Im Schatten des nördlichen Verwandten | Rückblicke | Lernen, Lernen und nochmals Lernen | Familie | Blickfänge | Kulturen |

Im Schatten des nördlichen Verwandten

Noch vor einigen Tagen hätte dieser Beitrag etwas anders beginnen müssen, doch nun ist einstweilen wieder alle Korea-bezogene Aufmerksamkeit auf den Norden der Halbinsel gerichtet. Allerdings ist es gar kein Nachteil, an genau dieser Stelle beginnen zu müssen. Wie verhält es sich also mit der Krise auf der koreanischen Halbinsel und wie sieht es aus mit der atomaren Bedrohung? Natürlich gibt es eine Krise, nicht aber erst seit dem wie auch immer zu charakterisierenden Atomtest am 9. Oktober 2006, es ist nicht die erste und wird wohl leider auch nicht die letzte bleiben. Und natürlich fühlt man sich hier gegenseitig bedroht, aber auch nicht erst seit ein paar Tagen.

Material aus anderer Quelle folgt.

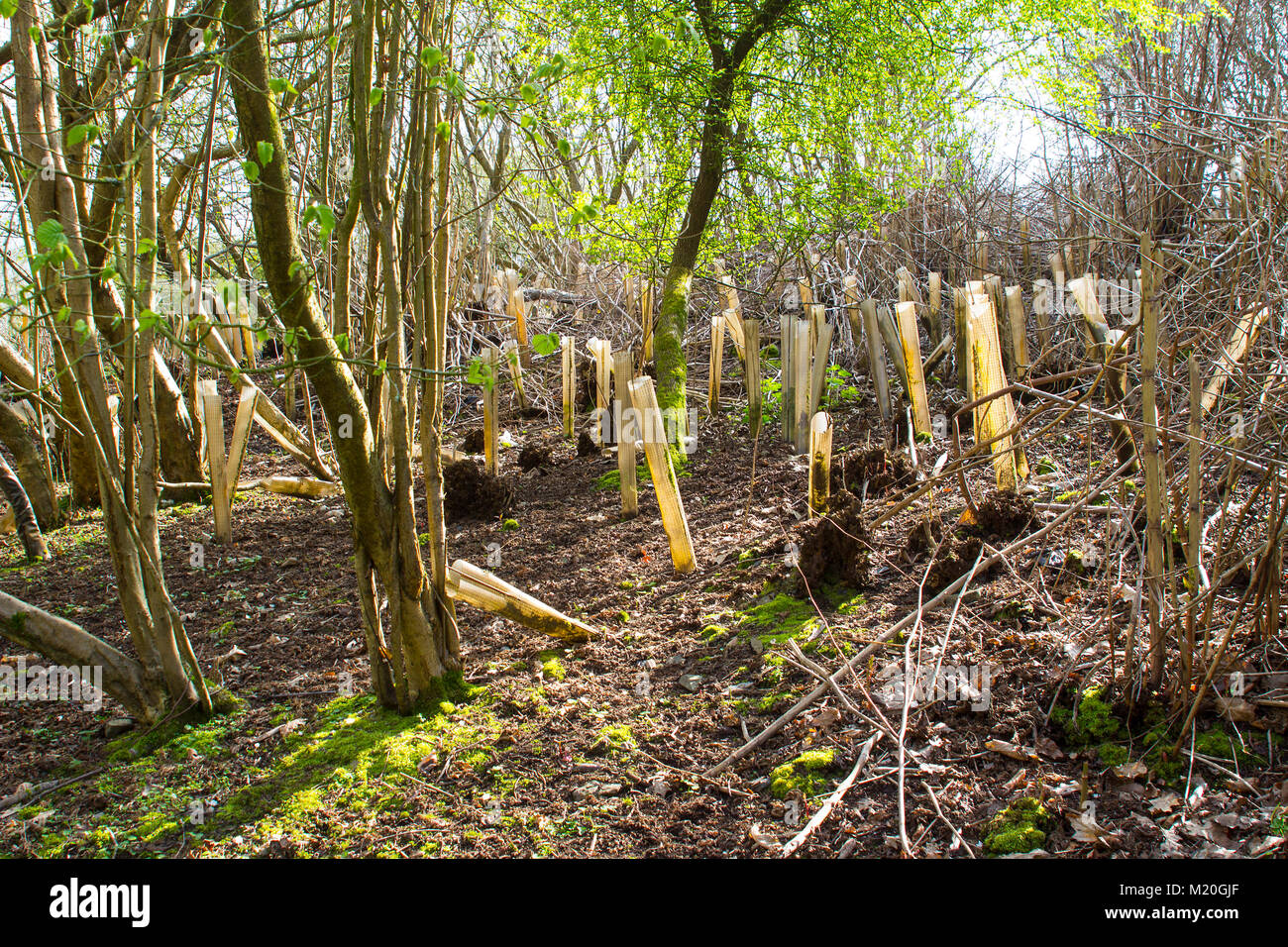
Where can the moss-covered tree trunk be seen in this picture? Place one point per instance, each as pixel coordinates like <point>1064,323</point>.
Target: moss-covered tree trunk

Es herrscht hier formal und tatsächlich noch immer Krieg, und der vor einem halben Jahrhundert ausgehandelte Waffenstillstand wird durch ein vermutlich ausgeglichenes militärisches Drohpotential beider Seiten garantiert. Atomwaffen auf der nördlichen Seite verändern die Sicherheitslage um kaum einen Deut, denn der Süden könnte sich wohl umgehend echte Atomwaffen beschaffen, und um die koreanische Halbinsel von der Landkarte zu „radieren“, sind die vorhandenen Waffen eigentlich völlig ausreichend. Eine vollständige Kriegsmaschinerie in Gang zu setzen, ist jedoch wie schon seit langem unwahrscheinlich, denn eine militärische Option gibt es in Korea nicht, nicht für die Vereinigten Staaten und auch für niemanden sonst. Was gäbe es denn auch zu gewinnen? Südkorea ist wirtschaftlich viel zu bedeutend, als dass ein Krieg die Weltwirtschaft ungeschoren davon kommen lassen würde. Nordkorea hingegen ist für China von großer strategischer Bedeutung, und selbst der nordkoreanischen Führung kann nicht entgangen sein, dass der Süden sehr genau über die deutsche Situation nach 1990 informiert ist und für eine Vereinigung keinesfalls einen Staatsbankrott riskieren würde.

Rückblicke

Die moderne Geschichte Koreas beginnt im frühen 20. Jahrhundert mit dem Zusammenbruch der alten Choson-Dynastie (gesprochen „Dso-son“, das „O“ mit dem Breve so kurz wie das in „Ort“), einem Königreich, das sich während seiner letzten Jahre selbst zum Kaiserreich Groß-Han krönte, vorangetrieben durch die Japaner, in deren Einflußbereich die Halbinsel nun fällt und dessen Kolonie sie dann bis zum Kriegsende bleibt. In dieser Zeit haben sowohl die republikanische als auch die kommunistische Tradition ihre Wurzeln. Die pazifischen Siegermächte teilen das Land unter sich auf und der Norden nennt sich nun Choson und der Süden Groß-Han. Man spricht bis heute die Sprache von Choson und die von Han, und dahinter steckt wohl noch etwas mehr als die Suche nach einer modernen koreanischen Identität. Zunächst sieht es so aus, als ob hier die sowjetische Einflusszone die amerikanische überflügelt, denn der Norden hat Bodenschätze, verfügt über Industrieanlagen aus der Kolonialzeit, kann auf eine wesentlich größere Bevölkerung zurückgreifen und hat zunächst (auch nach dem Waffenstillstand) tatsächlich ein größeres Wirtschaftswachstum.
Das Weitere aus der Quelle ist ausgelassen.